I prezzi di oro e argento hanno invertito la rotta durante le contrattazioni asiatiche di venerdì, attirando acquisti di occasione dopo una settimana estremamente volatile, caratterizzata da forti oscillazioni e perdite significative.
L’argento ha continuato a sottoperformare ed è rimasto avviato verso un calo settimanale di circa il 14%, dopo aver in gran parte annullato un recente recupero. L’oro, pur diretto anch’esso verso una flessione settimanale, ha mostrato una tenuta relativa migliore, ma scambia ancora a circa 800 dollari l’oncia sotto i massimi storici toccati la scorsa settimana.
Il parziale allentamento delle tensioni geopolitiche ha inoltre ridotto la domanda di beni rifugio, con segnali di distensione tra Iran e Stati Uniti in vista dei colloqui previsti in Oman più tardi nella giornata.
Oro verso un lieve calo settimanale dopo il rimbalzo dai minimi di quasi un mese
L’oro spot è sceso dello 0,9% a 4.825,31 dollari l’oncia alle 22:56 ET (03:56 GMT), mentre i future sull’oro con scadenza aprile hanno perso l’1% a 4.842,44 dollari l’oncia.
Su base settimanale, l’oro spot registra un calo di circa lo 0,9%, dopo non essere riuscito a mantenere il livello dei 5.000 dollari l’oncia. Tuttavia, i prezzi restano ben al di sopra dei minimi di quasi un mese toccati all’inizio della settimana.
“La correzione del mercato dell’oro è stata un po’ più contenuta grazie a una maggiore liquidità e a un posizionamento meno aggressivo da parte degli investitori”, hanno scritto gli analisti di ANZ in una nota.

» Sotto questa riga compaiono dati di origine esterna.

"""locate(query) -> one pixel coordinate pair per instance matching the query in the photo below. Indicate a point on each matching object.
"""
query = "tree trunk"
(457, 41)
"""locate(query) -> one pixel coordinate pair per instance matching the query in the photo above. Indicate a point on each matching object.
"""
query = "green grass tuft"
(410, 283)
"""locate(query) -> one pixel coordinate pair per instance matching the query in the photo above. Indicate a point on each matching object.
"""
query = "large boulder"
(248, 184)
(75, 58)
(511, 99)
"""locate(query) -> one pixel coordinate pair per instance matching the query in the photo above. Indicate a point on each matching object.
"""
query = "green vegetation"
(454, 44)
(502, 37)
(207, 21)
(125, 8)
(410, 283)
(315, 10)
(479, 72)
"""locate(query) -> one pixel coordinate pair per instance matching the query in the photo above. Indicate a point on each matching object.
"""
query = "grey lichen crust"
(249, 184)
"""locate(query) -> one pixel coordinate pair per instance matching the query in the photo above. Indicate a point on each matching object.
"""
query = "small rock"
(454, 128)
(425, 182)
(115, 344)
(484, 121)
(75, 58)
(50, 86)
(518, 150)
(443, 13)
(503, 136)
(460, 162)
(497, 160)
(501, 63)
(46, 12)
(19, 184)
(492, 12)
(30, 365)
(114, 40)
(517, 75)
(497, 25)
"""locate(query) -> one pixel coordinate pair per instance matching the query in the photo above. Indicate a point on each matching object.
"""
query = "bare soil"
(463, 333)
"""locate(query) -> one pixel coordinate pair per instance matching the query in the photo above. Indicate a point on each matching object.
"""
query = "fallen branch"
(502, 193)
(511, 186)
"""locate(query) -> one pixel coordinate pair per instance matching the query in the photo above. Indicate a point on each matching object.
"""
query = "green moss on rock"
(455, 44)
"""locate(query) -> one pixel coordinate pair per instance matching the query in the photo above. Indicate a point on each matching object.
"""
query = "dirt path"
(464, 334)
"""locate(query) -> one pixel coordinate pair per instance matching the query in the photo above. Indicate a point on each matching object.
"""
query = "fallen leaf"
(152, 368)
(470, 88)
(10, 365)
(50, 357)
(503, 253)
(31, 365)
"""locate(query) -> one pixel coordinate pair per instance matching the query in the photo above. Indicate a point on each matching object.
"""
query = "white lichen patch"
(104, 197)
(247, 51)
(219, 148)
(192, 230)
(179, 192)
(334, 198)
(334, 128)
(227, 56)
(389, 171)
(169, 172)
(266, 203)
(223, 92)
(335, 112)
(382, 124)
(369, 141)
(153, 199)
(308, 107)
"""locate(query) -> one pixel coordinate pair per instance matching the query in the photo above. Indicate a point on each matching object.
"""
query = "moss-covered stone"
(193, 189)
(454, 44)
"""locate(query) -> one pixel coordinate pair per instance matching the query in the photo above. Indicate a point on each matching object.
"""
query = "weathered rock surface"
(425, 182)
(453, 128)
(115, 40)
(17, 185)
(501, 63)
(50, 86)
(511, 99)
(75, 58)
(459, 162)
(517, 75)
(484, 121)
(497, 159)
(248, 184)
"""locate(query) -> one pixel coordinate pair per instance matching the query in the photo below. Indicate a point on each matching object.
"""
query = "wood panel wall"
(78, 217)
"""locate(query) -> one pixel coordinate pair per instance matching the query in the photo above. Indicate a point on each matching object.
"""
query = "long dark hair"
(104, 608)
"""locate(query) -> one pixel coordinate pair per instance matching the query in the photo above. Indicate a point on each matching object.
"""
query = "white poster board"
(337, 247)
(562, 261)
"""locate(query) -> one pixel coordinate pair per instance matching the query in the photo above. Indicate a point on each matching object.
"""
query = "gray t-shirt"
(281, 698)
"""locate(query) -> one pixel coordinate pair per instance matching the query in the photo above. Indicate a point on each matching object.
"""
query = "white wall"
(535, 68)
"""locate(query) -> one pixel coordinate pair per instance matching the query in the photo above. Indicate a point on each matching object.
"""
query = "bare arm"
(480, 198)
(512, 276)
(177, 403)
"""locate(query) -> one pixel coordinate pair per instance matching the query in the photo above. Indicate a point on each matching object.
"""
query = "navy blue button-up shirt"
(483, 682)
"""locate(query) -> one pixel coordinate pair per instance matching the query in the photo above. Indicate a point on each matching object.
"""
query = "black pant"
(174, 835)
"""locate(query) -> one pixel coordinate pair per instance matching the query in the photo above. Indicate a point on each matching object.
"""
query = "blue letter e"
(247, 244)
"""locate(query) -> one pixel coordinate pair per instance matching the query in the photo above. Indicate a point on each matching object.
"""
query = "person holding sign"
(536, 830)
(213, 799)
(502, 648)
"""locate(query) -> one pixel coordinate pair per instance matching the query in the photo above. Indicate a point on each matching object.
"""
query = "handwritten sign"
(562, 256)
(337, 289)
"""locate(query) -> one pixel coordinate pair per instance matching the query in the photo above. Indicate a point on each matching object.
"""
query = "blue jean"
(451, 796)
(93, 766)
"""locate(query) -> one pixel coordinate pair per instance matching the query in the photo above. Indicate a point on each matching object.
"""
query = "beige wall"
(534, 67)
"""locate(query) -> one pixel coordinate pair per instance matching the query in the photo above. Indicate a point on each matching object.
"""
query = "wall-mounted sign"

Argento verso una forte perdita settimanale mentre il rimbalzo perde slancio
L’argento spot è salito del 2,8% a 72,9655 dollari l’oncia, mentre i future sull’argento sono scesi del 5,1% a 72,760 dollari l’oncia.
I prezzi spot erano crollati fino al 16% nella seduta di giovedì, riuscendo poi a recuperare parte delle perdite entro la chiusura. Nonostante ciò, il metallo bianco è in calo di circa il 14% nella settimana, dopo un tracollo di quasi il 18% dai massimi record della scorsa settimana.
“Continuiamo a ribadire che l’area 70–90 rappresenta ora una zona critica di stabilizzazione; un’incapacità prolungata di mantenersi sopra questo livello potrebbe aprire la strada a una correzione più profonda verso l’area 58/60 dollari”, hanno affermato gli analisti di OCBC in una nota.
“Tuttavia, se i prezzi riuscissero a reggere in questa fascia, la spinta rialzista potrebbe ricostruirsi in una fase successiva”.
Anche gli altri metalli preziosi sono rimasti sotto pressione: il platino spot è sceso dell’1,8% a 1.953,17 dollari l’oncia ed è in calo di quasi il 10% nella settimana, dopo una flessione di circa il 22% la settimana precedente.
I mercati dei metalli sono sotto pressione da oltre una settimana, con le prime vendite innescate dalla nomina di Kevin Warsh da parte del presidente statunitense Donald Trump come futuro presidente della Federal Reserve al posto di Jerome Powell.
Warsh è considerato meno accomodante, una percezione che ha favorito un rafforzamento del dollaro e penalizzato i metalli. Il biglietto verde è avviato verso la migliore performance settimanale da inizio ottobre, con dati deboli sul mercato del lavoro che non sono riusciti a frenare l’ascesa della valuta.